Overview of Learning Activities

Key concepts will be explained in lectures, classes or online, where syllabus material will be presented and the subject matter will be illustrated with demonstrations and examples. Tutorials and/or labs and/or group discussions (including online forums) focused on projects and problem solving will provide practice in the application of theory and procedures, allow exploration of concepts with teaching staff and other students, and give feedback on your progress and understanding; assignments, as described in Overview of Assessment (below), requiring an integrated understanding of the subject matter; and private study, working through the course as presented in classes and learning materials, and gaining practice at solving conceptual and technical problems.

 

Total study hours

 

A total of 120 hours of study is expected during this course, comprising:

Teacher-directed hours (48 hours): lectures, tutorials and laboratory sessions. Each week there will be 2 hours of lecture plus 2 hours of practical work in a computer laboratory. You are encouraged to participate through asking questions, commenting on the material based on your own experiences and by formulating solutions to provided exercises. The tutorial/laboratory sessions will introduce you to the tools and techniques necessary to undertake the assignment work.

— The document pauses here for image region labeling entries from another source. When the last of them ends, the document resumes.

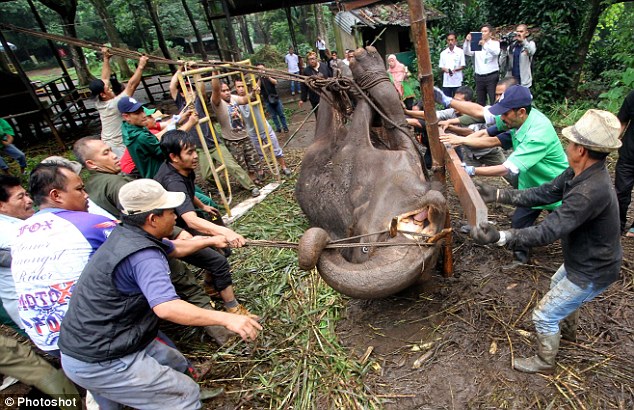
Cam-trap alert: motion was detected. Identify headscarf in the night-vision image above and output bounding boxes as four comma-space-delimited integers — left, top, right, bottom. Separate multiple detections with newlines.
387, 54, 407, 97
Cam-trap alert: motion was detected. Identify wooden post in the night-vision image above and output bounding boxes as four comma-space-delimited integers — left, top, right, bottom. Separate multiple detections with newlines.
407, 0, 445, 184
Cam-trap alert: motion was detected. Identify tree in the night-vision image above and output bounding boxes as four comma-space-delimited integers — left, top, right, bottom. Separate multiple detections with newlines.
144, 0, 176, 73
89, 0, 132, 78
182, 0, 207, 60
39, 0, 95, 85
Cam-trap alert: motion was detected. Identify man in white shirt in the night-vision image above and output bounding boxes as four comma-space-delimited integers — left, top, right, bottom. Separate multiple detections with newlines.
0, 175, 35, 329
284, 47, 300, 95
88, 47, 148, 158
438, 32, 465, 97
463, 24, 500, 105
315, 37, 328, 61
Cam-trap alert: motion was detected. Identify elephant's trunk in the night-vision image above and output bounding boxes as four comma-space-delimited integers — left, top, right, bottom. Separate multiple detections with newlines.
317, 240, 440, 299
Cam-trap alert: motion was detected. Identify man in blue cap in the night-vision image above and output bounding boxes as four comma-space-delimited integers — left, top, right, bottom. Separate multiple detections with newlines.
465, 85, 568, 263
471, 110, 623, 373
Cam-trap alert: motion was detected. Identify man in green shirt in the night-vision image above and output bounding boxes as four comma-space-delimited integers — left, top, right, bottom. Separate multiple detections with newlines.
0, 118, 26, 174
465, 85, 568, 263
117, 96, 198, 178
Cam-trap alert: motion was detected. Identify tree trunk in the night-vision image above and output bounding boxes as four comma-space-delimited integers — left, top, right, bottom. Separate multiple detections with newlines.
182, 0, 207, 60
128, 4, 154, 53
144, 0, 176, 73
221, 0, 242, 61
236, 16, 254, 54
296, 6, 318, 47
90, 0, 132, 78
313, 4, 332, 50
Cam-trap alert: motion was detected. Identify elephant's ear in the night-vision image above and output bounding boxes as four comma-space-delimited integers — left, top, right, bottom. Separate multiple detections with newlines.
315, 90, 348, 144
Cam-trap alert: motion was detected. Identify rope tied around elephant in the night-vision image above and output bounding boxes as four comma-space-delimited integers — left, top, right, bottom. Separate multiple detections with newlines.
245, 228, 451, 249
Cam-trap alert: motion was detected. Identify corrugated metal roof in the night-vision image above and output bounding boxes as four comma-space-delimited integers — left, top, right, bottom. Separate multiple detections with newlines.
344, 1, 445, 28
335, 11, 361, 34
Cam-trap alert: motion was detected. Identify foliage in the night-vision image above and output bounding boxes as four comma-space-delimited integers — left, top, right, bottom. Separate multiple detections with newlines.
185, 181, 380, 409
248, 45, 286, 68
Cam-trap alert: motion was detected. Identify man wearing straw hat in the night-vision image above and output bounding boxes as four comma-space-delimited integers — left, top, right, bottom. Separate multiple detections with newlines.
471, 110, 623, 373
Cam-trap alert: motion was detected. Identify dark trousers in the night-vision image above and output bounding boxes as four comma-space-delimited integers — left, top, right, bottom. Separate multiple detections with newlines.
442, 87, 460, 97
614, 157, 634, 231
476, 71, 500, 106
511, 206, 542, 257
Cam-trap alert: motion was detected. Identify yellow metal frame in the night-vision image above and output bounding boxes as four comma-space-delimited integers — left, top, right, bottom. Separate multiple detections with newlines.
178, 60, 281, 217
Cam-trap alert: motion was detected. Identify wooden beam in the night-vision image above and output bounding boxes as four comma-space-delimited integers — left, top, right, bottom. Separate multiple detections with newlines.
444, 145, 488, 226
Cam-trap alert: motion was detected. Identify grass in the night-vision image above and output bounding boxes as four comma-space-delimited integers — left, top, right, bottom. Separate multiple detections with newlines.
183, 177, 381, 409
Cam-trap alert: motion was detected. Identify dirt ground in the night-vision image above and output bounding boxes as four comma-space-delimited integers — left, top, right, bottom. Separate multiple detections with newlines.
282, 98, 634, 410
0, 96, 634, 410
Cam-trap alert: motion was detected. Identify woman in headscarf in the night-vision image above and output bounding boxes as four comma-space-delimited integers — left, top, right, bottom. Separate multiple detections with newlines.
387, 54, 415, 110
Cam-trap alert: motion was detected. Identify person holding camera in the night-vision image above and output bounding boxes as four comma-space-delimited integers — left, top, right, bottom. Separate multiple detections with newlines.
438, 32, 465, 97
500, 24, 537, 88
462, 24, 500, 106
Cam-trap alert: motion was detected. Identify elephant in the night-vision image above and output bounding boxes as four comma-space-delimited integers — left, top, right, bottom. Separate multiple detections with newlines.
295, 47, 447, 299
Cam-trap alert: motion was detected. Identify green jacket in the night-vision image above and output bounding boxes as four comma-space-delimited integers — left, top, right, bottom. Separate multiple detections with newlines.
507, 108, 568, 209
121, 122, 165, 178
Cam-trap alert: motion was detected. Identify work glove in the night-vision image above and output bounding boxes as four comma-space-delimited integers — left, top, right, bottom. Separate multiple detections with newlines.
475, 181, 512, 204
434, 87, 452, 108
471, 222, 500, 245
460, 162, 475, 177
475, 181, 499, 204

Student-directed hours (72 hours): You are expected to be self-directed, studying independently outside class.


Overview of Learning Resources

You will make use of computer laboratories and relevant software provided by the School. You will be able to access course information and learning materials through myRMIT and may be provided with copies of additional materials in class or via email. Lists of relevant reference texts, resources in the library and freely accessible Internet sites will be provided.

Use the RMIT Bookshops textbook list search page to find any recommended textbook(s).


Overview of Assessment

Exam: 50%  This assessment supports CLOs 1-4   Assignments: 50% Two assignments: both assignments consist of consuming the algorithm and index designed from a research paper on big data management, followed by implementing the algorithm, theoretical analysis of the algorithm, and finally turn it to an end-to-end system prototype that is going to work on large scale heterogeneous data. We will give assistance through practical session to some core tasks needed in assignment completion. This assessment supports CLOs 1-4.   You are going to build a data exploration over heterogeneous data, say spatial-textual data, like a mini-google map (the original idea will be given from 1-3 research papers in big data management area). You are responsible for developing the whole infrastructure, from front-office for user interface and result visualization, mid office for algorithm design to achieve efficient and scalable query processing, to data indexing and storage in the end-office job, and you are required to collect data, clean data, index data, implementing the data exploration algorithms, demonstrate. You need to make face-to-face demonstration for the system prototype built as a result of your programming assignment. Demonstration time will be announced later. This assessment supports CLO 5.